Il est donc question d’une conspiration littéraire : forts de leur passion pour le célèbre héros de bande dessinée, trois amateurs éclairés entreprennent de rendre justice à leur idole, en instituant une société secrète, mi-club littéraire, mi-commando punitif, de façon à mettre en œuvre une police des commentaires.
La prolifération des études sur Tintin engage en effet nos justiciers à conduire des opérations d’évaluation et de purification du milieu des tintinophiles patentés par leur(s) publications(s).
La trame séduit, le lecteur s’attache vite à des personnages brossés de façon impressionniste ; il s’attend à une intrigue fantasque et bondissante. Hélas. L’intérêt du livre s’arrête là. Suivent des chapitres qui se ressemblent, composés de dialogues pesants, voire pontifiants, sentant le rance des fiches de lecture, auxquels fait suite un verdict expéditif, sans jugement ni justification : acquittement ou mise à mort.
Dans ce dernier cas, les modalités d’exécution de la sentence sont relatées froidement, sans solliciter notre attention. A défaut de donner consistance à la société secrète qu’il imagine, l’auteur mêle à la narration des éléments biographiques sans intérêt ; la lecture de l’ensemble donne l’impression d’un fourre-tout sans teneur ni unité. Au moins, dans Monnaie de verre (Editions Nicolas Philippe, 2002), la dimension historique et l’intrigue amoureuse puis dans Le cri du sanglier (Denoël, 2004) l’humanisation d’un porcin, sa lutte pour la survie animaient le propos d’un exotisme porteur.
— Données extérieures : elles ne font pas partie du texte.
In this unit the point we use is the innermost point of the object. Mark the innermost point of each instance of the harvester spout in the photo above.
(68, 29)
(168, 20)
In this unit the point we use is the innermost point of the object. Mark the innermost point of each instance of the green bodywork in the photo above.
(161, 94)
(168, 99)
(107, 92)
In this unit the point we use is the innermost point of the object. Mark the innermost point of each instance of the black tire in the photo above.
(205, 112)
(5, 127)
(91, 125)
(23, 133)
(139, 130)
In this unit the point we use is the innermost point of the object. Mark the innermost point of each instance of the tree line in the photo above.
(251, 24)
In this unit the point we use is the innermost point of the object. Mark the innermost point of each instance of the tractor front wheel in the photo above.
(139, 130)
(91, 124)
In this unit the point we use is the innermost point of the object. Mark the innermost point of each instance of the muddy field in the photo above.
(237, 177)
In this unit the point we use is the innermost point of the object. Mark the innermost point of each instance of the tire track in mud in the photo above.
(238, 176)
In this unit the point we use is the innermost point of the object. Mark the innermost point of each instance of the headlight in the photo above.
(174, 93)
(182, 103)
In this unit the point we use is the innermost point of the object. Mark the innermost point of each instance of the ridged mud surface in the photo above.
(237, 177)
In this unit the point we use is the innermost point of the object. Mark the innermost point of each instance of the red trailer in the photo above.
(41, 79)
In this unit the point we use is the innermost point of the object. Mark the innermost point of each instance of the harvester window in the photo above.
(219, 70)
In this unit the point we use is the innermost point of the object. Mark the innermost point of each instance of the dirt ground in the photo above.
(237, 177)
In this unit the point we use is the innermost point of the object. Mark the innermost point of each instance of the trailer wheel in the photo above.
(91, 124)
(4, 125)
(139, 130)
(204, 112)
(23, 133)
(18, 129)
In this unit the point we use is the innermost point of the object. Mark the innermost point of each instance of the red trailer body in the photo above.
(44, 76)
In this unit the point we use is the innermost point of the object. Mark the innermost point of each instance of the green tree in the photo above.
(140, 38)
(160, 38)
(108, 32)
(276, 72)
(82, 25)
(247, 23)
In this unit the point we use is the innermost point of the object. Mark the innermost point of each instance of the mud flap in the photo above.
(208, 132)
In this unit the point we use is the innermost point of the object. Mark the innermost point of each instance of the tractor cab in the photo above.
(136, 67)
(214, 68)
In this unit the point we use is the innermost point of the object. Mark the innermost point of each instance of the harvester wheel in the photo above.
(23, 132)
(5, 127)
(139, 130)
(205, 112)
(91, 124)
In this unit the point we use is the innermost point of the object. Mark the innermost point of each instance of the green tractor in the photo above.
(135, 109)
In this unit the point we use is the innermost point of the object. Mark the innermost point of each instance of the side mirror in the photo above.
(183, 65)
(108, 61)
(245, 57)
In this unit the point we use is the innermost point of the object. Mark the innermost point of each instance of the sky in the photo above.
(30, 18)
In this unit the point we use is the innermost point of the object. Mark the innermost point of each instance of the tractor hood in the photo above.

Dans Après, Tintin…, on n’a affaire qu’à un bric-à-brac d’élucubrations dans lequel les amateurs reconnaîtront les thèmes favoris de l’auteur : Matrix, le brouillage entre le réel et l’imaginaire, l’exigence intellectuelle mêlée à la truculence du bien-vivre.
Le tout transpire la facticité éculée d’un postmodernisme de pacotille.
christophe giolito
Frédéric Grolleau, Après, Tintin… , BoD, 2009, 176 p. — 11,00 €.